Souvenez-vous, ce n’est pas si loin : Charlie Hebdo, le Bataclan, Nice… À chaque fois, de la colère, de l’indignation, des « plus jamais ça » ou « vous n’aurez pas notre haine ». À chaque fois, nous avons cherché les bonnes réponses, à la fois pour vivre notre deuil et éviter que de telles horreurs se reproduisent. À chaque fois, nous avons échoué. Car l’actualité continue d’égrener les attaques terroristes, plus ou moins meurtrières, plus ou moins spectaculaires.
Le terrorisme du spectacle
« Spectaculaire » : attardons-nous sur cet adjectif. Il est important, à la fois pour nous et pour les terroristes. Pour nous, car il va déterminer le traitement médiatique d’une attaque, partant notre émotion et nos réactions. La première attaque au couteau est effroyable. La cinquième nous chagrine. La dixième nous indiffère car on s’y est habitués. Elle fait désormais partie du possible, presque de notre quotidien.

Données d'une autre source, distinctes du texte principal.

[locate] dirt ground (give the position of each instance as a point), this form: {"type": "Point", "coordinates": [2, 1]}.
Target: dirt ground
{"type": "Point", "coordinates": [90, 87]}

Par sa répétition, l’attaque perd son caractère spectaculaire et les médias s’en désintéressent. L’attaque est la même, les victimes meurent ou sont blessées mais, parce que l’émotion a cédé la place à l’habitude, tout cela est démonétisé et n’a plus guère de valeur médiatique. Nous connaissons tous Samuel Paty mais guère Dominique Bernard.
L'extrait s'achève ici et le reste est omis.